Addressing what she called "common myths about pregnancy," a National Family Planning Board (NFPB) representative asked, "Have you ever heard that if a girl has sex in the water, she can't get pregnant?"

Her audience, several hundred Meadowbrook High School students, shouted out a confused response and the NFPB rep repeated her question. Again the response was unclear, and again the question was asked.

After the third reply of mixed "Yes's" and No's," the rep declared, "Well, it's a myth." She then moved on to another topic, leaving the Gleaner fervently hoping that every teenager in the audience especially the sexually active ones knew the meaning of the word myth. Otherwise, the NFPB rep's ambiguous phrasing of her question could well lead to unwanted and unintended consequences.

Happily, the message that Barracks was sending to the students via Force Ripe was crystal clear. Child abuse is wrong and must not be tolerated.

The story focuses on the problems of a 15-year-old school girl, Tiffany (Dania Brown), who lives with her mother, Cherry (Belinda Reid). The latter has a gun-toting policeman boyfriend, Mikey (Andre Bennett), who frequently visits the home. Unknown to him, Cherry is also a prostitute.

Tiffany is verbally abused by her mother and physically abused - as in raped - by Mikey. Consequently her home is a very unhappy one, and though she is a bright student and well-liked by teachers and classmates, school can provide no sanctuary for long. She is doing well at school when the play opens, but quickly has to drop out as Cherry refuses to give her money to pay for CXC exams.

Fortunately, Tiffany has a friend outside the home. She is Cora (Dayna Stewart), the owner of a tiny roadside stall nearby. It is because of Cora's help that, after much adversity, Tiffany is able to overcome her problems.

All of Barracks' plays have that general arc. He writes about young people moving from pain and suffering to a happy life.

Every year, for the past five years, he has produced a play twice a year, in May and November.
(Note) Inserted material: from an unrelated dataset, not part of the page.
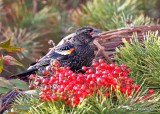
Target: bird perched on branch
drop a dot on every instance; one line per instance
(78, 51)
He used to take a week off from work in those months to stage the plays, but on Wednesday he told this writer that he is now involved in theatre full time.

He has found the secret to making a living from it. He has secured a number of corporate sponsors for his productions and, because of his central characters are young people mostly school children he has been able to bus in hundreds of students from all around the country to his morning shows for schools.

This week, he said, in addition to Wednesday's Meadowbrook students, he had brought in The Queen's High School girls on Tuesday and would bring in Wolmer's and Ardenne High Schools' students on Thursday and Friday. Shows for general audiences are scheduled for several nights in June.

The students love his productions. On Wednesday, they responded enthusiastically to the action on the stage, including the rape scenes; sang along with the dancehall songs played during the blackouts for scene changes, and when asked at the end of the play if they had enjoyed it, they yelled that indeed they had.

While that is good news for Barracks, the drama teachers who always accompany the students should be concerned, especially about what the students studying Literature and Drama take from the production.

It would be tragic if they come to believe that plays like Force Ripe - or Barracks' equally successful offering last year, Bad Apple are of a quality that CXC markers or lecturers in English at colleges and universities think is good.

Not only does Barracks write melodramatic stories, with his characters being caricatures rather than true-to-life, but the actors perform his plays with over-the-top gusto. That includes shouting every line. Presumably, that is how Barracks directs them.

If Barracks or the performers ever go to a drama school, they will have a lot to unlearn. Till then, they will have to become accustomed to being panned by newspaper critics and Actor Boy Award judges.